I hate to dry snitch on myself, but just like millions of my fellow Canadians, I frequently and unabashedly watch American versions of digital streaming services through less than legal or ethical means. [Although to be clear, I don’t consider it stealing, I’m just correcting a manufacturing error.] I do it, not because I love breaking the law, though I do get a rush everytime I navigate my way past one of those “content not available in your country” messages, but because what’s available to us is a laughably shitty version of what’s available almost anywhere else in the world.
This discrepancy, while already irksome, becomes particularly galling in light of rumours that the Liberal government is now considering adding a sales tax to foreign digital streaming services. This is different from the “content tax” that was being debated previously, which would charge some of these services a fee that would go towards creating Canadian content. While not a terrible idea, that notion was met with fierce backlash, with even ol’Stevey Harper promising his government would, “never tax Netflix or other online streaming services.”
Videos by VICE
But unlike the ‘content tax,’ this newly discussed sales tax would not be channeled into creating programming, but funneled to Ottawa to do annoying things like build roads and hospitals. Both of which are great, I guess, but they won’t fix the fact that Canadian Netflix has seventeen seasons of Pit Bulls and Parolees and honestly very little else for $7.99 a month.
An argument can, and is being made, however that a sales tax would at least correct a perceived advantage that companies like Amazon and Netflix have against similar homegrown services like say, Bell’s Crave TV. A briefing note about the sales tax for Heritage Minister Melanie Joly put it this way, “The lack of sales-tax collection “not only represents a significant loss of potential tax revenue for government, but it can also place domestic digital suppliers at an unfair competitive disadvantage.”

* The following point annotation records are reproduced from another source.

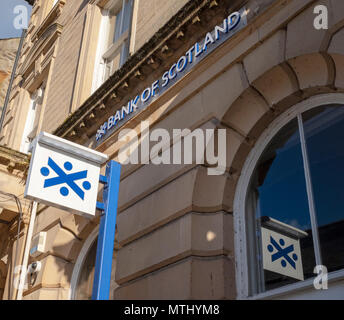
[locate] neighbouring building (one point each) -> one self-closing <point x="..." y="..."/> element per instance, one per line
<point x="13" y="166"/>
<point x="259" y="70"/>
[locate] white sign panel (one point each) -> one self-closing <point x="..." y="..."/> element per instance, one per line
<point x="281" y="254"/>
<point x="64" y="174"/>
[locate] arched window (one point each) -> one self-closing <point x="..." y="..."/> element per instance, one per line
<point x="293" y="201"/>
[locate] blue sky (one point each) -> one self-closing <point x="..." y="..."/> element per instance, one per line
<point x="7" y="16"/>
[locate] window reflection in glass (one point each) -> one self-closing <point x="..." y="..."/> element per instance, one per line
<point x="324" y="133"/>
<point x="278" y="191"/>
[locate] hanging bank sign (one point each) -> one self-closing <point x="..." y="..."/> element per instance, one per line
<point x="231" y="25"/>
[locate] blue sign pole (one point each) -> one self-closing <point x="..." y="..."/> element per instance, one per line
<point x="106" y="237"/>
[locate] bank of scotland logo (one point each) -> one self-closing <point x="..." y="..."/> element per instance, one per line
<point x="279" y="252"/>
<point x="65" y="180"/>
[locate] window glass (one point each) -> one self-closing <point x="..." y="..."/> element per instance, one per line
<point x="324" y="135"/>
<point x="277" y="202"/>
<point x="117" y="48"/>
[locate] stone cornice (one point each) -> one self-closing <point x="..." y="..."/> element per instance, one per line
<point x="195" y="18"/>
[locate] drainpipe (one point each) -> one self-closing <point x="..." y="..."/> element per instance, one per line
<point x="27" y="252"/>
<point x="12" y="79"/>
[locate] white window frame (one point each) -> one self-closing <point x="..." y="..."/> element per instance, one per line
<point x="30" y="118"/>
<point x="242" y="243"/>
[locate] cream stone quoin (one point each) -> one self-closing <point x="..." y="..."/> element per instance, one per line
<point x="276" y="67"/>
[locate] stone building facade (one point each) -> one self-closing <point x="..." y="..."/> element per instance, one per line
<point x="181" y="233"/>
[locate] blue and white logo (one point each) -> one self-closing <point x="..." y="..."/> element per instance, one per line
<point x="66" y="179"/>
<point x="64" y="175"/>
<point x="282" y="253"/>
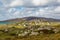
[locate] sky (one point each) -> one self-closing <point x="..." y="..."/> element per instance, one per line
<point x="10" y="9"/>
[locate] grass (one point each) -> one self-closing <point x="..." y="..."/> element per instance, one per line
<point x="16" y="27"/>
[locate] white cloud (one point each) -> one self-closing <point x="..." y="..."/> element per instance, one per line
<point x="39" y="2"/>
<point x="16" y="3"/>
<point x="57" y="9"/>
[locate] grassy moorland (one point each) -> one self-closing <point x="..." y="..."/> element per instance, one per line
<point x="30" y="30"/>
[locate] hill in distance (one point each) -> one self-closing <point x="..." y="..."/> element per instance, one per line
<point x="32" y="18"/>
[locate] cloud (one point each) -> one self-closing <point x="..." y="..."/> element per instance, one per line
<point x="39" y="2"/>
<point x="16" y="3"/>
<point x="23" y="8"/>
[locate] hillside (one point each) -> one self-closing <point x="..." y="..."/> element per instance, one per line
<point x="33" y="18"/>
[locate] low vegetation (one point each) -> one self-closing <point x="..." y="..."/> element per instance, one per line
<point x="30" y="30"/>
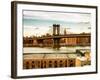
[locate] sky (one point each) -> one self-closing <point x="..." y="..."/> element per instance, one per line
<point x="38" y="23"/>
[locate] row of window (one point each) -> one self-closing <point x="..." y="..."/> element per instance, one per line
<point x="29" y="64"/>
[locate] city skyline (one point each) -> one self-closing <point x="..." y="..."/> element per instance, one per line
<point x="38" y="23"/>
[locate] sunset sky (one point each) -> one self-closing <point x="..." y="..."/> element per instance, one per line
<point x="40" y="22"/>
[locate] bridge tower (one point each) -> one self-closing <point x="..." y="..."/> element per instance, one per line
<point x="56" y="32"/>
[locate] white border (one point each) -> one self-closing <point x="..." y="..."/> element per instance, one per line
<point x="21" y="72"/>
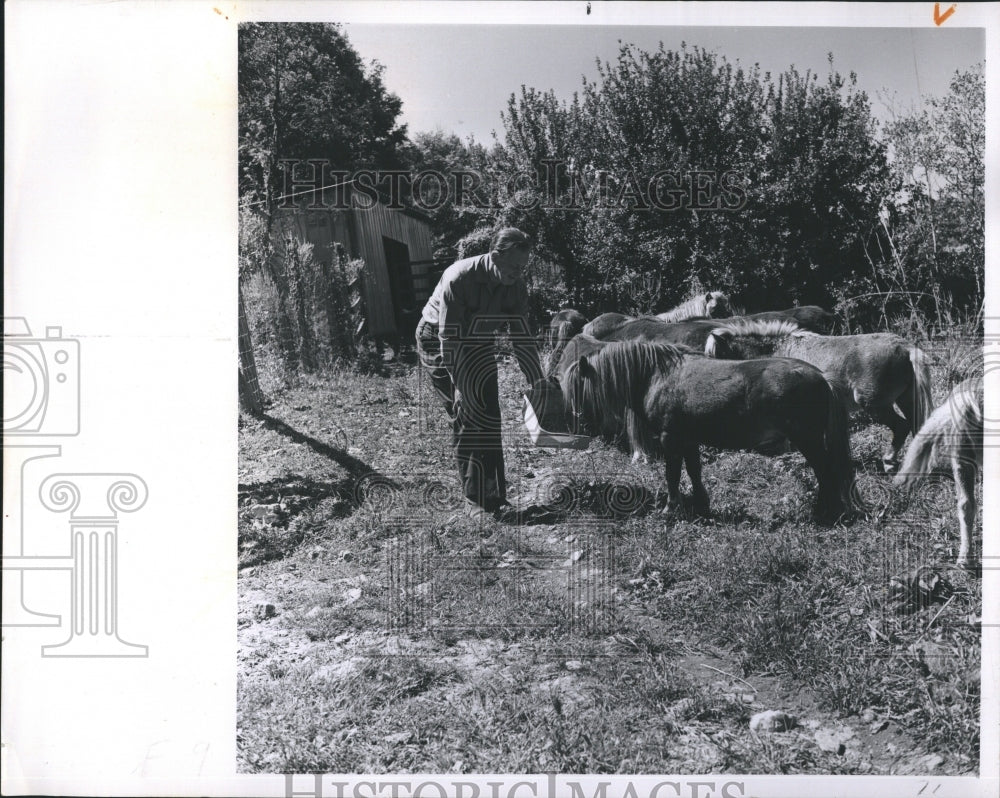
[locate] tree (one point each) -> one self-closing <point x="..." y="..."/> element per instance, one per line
<point x="447" y="156"/>
<point x="932" y="256"/>
<point x="304" y="93"/>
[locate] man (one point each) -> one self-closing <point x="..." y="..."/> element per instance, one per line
<point x="457" y="345"/>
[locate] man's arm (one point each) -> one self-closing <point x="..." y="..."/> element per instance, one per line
<point x="452" y="325"/>
<point x="525" y="348"/>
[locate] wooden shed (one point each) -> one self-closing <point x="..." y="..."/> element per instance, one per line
<point x="395" y="245"/>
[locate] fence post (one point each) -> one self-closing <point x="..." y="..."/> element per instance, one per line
<point x="251" y="397"/>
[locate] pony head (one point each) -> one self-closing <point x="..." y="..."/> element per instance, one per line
<point x="717" y="305"/>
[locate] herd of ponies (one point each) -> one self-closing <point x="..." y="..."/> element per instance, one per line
<point x="662" y="386"/>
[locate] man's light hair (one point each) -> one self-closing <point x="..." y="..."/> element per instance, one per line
<point x="508" y="238"/>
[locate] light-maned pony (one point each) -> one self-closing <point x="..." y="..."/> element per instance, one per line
<point x="711" y="305"/>
<point x="668" y="401"/>
<point x="879" y="372"/>
<point x="953" y="433"/>
<point x="564" y="325"/>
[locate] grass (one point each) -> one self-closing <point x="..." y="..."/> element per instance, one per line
<point x="411" y="639"/>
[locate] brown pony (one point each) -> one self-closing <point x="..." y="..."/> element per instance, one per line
<point x="954" y="432"/>
<point x="876" y="371"/>
<point x="669" y="401"/>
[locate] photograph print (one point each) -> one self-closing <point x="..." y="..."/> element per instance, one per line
<point x="611" y="400"/>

Sounds logical on paper, yes, but I have Crave TV. And while it has a large library of content, it’s so fucking hard to navigate and actually find anything you’d want to watch under the layers of Letterkenny, that it can in no way blame a tax for better, more user-friendly services like Netflix cutting into their subscriber pickup. A sales tax can’t fix poor UX.
And our domestic services DO need fixing. Despite being nearly a third the size of Canada, the Cayman Islands, Curucao, and French Guyana have more videos available to them on their regional Netflix than we do here. And it feels particularly ludicrous for us to get a watered-down version of what’s in the US given that the majority of our population lives essentially at the border and our popular cultures have only the slightest variances, most notably exemplified by our lower budget productions and how we pronounce the word ‘about.’ So why should we pay the exact same amount for a service that, just an hour south has 1,200 more available videos and incrementally more seasons of Law & Order: SVU? It is, as the scholars would say, total fucking bullshit.
In the end a sales tax is unlikely because most OECD countries don’t charge a sales tax on digital goods and services, and given that the US doesn’t have a federal tax, it would be difficult to force the companies behind the majority of these services to comply to one here.
But I actually think Canadians are willing to pay more for Amazon and Netflix.
Even at an extra $2-3/month, most of us would likely shell out for an equal service to the US to avoid the hassle of now having to find a consistent proxy service that works around Netflix’s detectors. In fact, I was previously paying an extra $4 month for an unblocker just to make paying for Netflix up here, “worth it.”
What I will never fucking do though, is pay more, whether in the form of a content or sales tax, for an embarrassingly bare offering that in no way matches what I’ve come to expect from a full-menu subscription service. What I’d really like to see coming out of these Heritage meetings is a better understanding of the modern digital consumer. We aren’t content pirates looking to steal everything we can get our hands on. We’re just acutely aware of the true market offering and not willing to accept knockoffs at a markup. So, Melanie Joly, I invite you to come hang out with me for a week, catch up on a shitload of whatever’s on HBO Go (yeah I liberate that too) and readjust how you treat Canadian consumers.
You can take our lives, but you will never take our hotspot shields!